10-20-2006 03:11 PM
10-23-2006 07:44 AM
Whilst the CVI library functions are thread safe, they are not always 'thread friendly'. Which is to say they are not reentrant, and to make them thread safe they are protected by Mutex's. Unfortunately, I don't think NI document which groups of functions are not reentrant. (I found this out for myself back in the days of CVI 6. The situation may have changed in later versions of CVI, I don't know).
I would suspect that the CVI function calls in the second thread are locking out the user interface thread. This shouldn't happen, but there appears to be a deficiency in the Windows thread scheduling algorithm that can make this happen in very particular circumstances. I have seen it myself on more than one occasion. Could you try using the Windows API Sleep() function instead of the Delay() function (e.g. Sleep(100) instead of Delay(0.1)) to see if that makes a difference (you will need to #include <windows.h> at the top of the file)?

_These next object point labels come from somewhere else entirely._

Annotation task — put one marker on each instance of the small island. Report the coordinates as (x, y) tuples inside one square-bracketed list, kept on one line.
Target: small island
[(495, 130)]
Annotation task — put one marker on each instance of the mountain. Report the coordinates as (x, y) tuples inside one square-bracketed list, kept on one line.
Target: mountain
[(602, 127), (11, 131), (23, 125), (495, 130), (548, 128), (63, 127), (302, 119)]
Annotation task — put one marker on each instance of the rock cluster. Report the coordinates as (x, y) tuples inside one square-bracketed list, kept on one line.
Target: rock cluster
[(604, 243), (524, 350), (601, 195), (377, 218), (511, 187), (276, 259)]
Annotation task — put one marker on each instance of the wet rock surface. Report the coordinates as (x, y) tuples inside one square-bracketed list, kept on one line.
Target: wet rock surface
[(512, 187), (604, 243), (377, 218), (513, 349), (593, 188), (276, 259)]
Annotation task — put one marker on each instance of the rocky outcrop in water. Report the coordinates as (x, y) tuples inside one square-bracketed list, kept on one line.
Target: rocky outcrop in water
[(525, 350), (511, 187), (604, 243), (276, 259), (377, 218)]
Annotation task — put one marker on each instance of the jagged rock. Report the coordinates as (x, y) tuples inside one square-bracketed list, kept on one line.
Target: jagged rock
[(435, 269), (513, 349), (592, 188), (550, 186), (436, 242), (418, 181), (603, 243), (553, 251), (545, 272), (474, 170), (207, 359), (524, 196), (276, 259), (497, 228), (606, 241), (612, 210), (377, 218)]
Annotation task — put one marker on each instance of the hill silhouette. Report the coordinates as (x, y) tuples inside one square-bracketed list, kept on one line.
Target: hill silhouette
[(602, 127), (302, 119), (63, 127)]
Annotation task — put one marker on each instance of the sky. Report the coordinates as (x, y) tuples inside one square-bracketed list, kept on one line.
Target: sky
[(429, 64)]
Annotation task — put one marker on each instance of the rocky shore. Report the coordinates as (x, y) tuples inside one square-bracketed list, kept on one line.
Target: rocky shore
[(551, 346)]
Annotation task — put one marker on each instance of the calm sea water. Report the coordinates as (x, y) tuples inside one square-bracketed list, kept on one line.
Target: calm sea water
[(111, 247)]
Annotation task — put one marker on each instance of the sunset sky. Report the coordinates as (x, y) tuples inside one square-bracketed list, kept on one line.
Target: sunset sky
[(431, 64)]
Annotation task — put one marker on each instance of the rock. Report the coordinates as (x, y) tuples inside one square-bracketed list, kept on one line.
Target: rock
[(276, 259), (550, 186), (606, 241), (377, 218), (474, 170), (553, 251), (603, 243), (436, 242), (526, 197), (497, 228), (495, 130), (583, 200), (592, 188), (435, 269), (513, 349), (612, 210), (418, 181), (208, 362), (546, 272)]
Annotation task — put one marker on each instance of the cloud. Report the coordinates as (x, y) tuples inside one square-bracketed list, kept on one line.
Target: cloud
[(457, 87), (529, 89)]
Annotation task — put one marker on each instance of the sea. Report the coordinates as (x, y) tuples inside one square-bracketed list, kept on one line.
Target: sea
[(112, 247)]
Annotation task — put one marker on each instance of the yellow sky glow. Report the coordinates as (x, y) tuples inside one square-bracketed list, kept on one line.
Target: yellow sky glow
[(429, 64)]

By the way, if you are using simple variables to communicate between threads, as with stopFlag, you should at least stop the compiler over-optimising by declaring the variable volatile. Better still, use a guaranteed thread-safe communication mechanism.
10-23-2006 01:54 PM
10-23-2006 03:20 PM - edited 10-23-2006 03:20 PM
The short version is declare a variable volatile when one thread is writing to a variable and other threads will read it. You must use thread safe variables when more than one thread can access a value to write to it, and under some conditions when the variable size is larger than the default size of the cpu, for read access as well (for example a 64 bit double on a cpu that uses 32 bit data move instructions).
Volatile simply tells the compiler to use instructions that are less optimized for speed, but not "cache" the variable data to avoid the need for repeated memory access cycles. Thread safe variables actually control the access to a variable to avoid conflicts when two threads try to update the same memory locations, or when a variables memory could be in an undefined state.